Every index supports:

l2 — Euclidean distance
ip — Inner product (dot product)
cosine — Cosine similarity (normalized inner product)

client.create_collection("embeddings", dimension=768, metric="cosine")

Choosing manually¶

FLAT¶

Exact search over raw vectors. Use for datasets where a full scan fits in memory.

client.create_collection("small", dimension=128, index_type="flat")

HNSW¶

Hierarchical Navigable Small World graph. Excellent recall/latency trade-off for datasets up to ~1M vectors per segment.

client.create_collection(
    "medium",
    dimension=768,
    index_type="hnsw",
    # optional tuning (defaults work well):
    # hnsw_m=16, hnsw_ef_construction=200, hnsw_ef_search=64,
)

IVF_FLAT / IVF_PQ / IVF_SQ¶

Inverted File variants.

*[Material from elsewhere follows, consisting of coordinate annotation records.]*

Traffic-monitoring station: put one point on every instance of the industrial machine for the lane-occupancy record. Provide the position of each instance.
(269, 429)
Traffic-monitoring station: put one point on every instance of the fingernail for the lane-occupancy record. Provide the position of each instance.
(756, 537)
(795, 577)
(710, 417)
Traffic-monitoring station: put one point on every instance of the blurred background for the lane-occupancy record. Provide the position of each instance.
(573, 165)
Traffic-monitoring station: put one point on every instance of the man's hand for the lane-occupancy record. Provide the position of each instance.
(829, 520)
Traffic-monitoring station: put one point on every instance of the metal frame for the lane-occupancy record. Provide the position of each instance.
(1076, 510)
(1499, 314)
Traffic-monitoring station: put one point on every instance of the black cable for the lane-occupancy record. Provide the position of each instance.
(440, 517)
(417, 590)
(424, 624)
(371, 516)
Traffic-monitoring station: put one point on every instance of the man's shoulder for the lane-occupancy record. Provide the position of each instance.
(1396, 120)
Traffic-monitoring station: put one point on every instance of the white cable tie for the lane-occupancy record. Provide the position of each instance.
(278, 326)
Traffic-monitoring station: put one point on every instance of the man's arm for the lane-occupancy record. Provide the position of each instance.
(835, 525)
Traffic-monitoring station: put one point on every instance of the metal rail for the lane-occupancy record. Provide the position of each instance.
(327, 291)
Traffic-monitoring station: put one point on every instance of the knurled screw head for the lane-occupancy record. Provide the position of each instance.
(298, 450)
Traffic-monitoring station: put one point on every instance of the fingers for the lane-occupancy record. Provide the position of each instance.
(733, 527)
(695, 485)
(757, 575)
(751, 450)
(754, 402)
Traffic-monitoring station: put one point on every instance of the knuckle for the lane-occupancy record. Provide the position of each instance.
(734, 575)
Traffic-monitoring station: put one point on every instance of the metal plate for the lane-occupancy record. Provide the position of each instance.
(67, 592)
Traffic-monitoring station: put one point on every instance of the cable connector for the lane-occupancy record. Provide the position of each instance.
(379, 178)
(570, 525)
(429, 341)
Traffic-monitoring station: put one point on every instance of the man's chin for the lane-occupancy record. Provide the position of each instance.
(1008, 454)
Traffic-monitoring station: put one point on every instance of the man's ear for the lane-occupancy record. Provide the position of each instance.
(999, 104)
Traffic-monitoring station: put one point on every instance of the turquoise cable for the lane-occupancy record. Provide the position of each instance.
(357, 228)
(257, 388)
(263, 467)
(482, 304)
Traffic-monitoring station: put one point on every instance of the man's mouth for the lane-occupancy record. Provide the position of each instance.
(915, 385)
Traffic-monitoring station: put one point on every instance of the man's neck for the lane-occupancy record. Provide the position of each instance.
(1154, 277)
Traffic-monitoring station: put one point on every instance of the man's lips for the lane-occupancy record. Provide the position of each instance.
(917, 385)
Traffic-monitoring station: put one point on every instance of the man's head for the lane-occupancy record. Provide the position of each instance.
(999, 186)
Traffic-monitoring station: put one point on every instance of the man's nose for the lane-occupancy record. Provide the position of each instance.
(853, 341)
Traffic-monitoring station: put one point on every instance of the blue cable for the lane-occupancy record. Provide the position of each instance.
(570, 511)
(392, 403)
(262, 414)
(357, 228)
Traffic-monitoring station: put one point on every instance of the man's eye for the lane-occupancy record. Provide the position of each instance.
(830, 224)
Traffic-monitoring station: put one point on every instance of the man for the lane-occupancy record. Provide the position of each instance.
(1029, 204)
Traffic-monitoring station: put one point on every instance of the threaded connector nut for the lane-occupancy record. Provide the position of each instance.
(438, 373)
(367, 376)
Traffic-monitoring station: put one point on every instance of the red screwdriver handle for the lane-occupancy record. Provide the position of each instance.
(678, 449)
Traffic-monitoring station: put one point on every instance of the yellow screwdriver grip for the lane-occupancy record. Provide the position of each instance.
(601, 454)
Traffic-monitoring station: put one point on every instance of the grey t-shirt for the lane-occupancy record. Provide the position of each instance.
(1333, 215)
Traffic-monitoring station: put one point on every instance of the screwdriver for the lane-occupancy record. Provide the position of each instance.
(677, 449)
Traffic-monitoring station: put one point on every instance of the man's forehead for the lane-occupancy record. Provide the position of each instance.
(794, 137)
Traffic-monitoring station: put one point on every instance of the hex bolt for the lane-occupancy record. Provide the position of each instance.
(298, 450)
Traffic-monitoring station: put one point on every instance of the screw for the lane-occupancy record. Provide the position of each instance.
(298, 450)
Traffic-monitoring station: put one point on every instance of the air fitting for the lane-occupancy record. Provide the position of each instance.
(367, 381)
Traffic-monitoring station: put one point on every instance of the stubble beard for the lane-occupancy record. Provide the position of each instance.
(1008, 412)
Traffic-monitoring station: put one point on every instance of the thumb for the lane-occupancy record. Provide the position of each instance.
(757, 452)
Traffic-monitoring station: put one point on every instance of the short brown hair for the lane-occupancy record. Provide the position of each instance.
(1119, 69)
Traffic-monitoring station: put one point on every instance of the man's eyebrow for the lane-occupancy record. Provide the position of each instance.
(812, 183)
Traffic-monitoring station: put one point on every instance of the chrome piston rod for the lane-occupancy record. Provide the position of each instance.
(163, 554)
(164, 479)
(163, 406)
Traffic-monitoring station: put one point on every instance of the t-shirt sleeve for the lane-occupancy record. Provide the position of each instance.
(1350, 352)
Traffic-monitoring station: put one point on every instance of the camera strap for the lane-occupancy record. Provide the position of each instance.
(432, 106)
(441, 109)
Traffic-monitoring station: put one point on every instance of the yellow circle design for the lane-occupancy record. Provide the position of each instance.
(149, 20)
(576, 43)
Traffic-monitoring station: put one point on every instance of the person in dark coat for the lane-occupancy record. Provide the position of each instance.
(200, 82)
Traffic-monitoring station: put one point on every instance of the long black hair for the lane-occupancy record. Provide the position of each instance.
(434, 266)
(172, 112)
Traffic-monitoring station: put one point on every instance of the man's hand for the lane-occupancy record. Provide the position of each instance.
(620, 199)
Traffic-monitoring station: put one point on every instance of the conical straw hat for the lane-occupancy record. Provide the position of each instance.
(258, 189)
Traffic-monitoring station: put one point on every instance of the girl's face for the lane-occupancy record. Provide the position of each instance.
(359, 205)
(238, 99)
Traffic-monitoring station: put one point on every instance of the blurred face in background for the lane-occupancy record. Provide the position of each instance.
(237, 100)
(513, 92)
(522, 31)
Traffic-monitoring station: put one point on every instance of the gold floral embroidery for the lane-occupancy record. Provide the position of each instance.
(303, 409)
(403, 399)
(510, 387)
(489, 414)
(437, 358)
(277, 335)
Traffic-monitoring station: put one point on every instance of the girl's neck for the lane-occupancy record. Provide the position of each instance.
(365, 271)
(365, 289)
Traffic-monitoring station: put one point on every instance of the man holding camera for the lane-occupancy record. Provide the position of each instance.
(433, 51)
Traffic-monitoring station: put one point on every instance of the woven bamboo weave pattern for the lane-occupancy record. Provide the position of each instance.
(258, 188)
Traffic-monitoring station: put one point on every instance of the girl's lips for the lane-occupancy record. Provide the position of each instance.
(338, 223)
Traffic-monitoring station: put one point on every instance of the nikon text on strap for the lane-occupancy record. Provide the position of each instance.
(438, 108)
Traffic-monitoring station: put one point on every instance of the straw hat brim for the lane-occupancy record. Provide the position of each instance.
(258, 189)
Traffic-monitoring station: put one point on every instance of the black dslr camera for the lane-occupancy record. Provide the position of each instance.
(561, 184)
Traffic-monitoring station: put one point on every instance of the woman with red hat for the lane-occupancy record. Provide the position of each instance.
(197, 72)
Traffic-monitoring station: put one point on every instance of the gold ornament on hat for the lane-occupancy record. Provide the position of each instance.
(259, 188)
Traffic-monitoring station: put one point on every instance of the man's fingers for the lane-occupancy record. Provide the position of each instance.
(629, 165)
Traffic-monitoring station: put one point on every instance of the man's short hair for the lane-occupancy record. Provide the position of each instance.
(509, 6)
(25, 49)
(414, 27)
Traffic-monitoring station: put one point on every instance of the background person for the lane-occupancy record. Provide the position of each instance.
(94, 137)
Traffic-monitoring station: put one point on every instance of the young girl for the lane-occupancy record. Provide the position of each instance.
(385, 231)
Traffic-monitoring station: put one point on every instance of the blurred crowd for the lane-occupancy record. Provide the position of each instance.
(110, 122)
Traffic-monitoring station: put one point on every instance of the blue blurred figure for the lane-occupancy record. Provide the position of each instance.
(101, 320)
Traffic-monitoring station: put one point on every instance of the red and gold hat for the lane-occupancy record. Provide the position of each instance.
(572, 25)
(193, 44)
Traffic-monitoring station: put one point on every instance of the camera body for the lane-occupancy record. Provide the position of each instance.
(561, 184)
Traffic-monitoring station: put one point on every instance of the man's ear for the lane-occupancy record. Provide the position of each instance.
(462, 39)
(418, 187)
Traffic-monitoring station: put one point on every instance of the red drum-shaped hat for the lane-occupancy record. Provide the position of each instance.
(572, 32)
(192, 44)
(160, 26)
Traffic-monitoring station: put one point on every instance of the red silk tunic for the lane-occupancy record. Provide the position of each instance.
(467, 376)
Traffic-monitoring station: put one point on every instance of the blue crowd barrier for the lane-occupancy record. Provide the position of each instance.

The coarse quantizer partitions vectors into nlist clusters; queries probe the top nprobe clusters. _PQ and _SQ add compression on top.

client.create_collection(
    "large",
    dimension=768,
    index_type="ivf_pq",
    # nlist=16384, nprobe=32, pq_m=96, pq_nbits=8,
)

TurboQuant¶

Data-oblivious online quantization — see the dedicated TurboQuant page.

SIMD and hardware acceleration¶

Every CPU-bound distance kernel uses runtime CPU feature detection (SSE, AVX2, AVX-512). On macOS, enable GPU acceleration with Apple Metal for 16–24× speedup on FLAT search.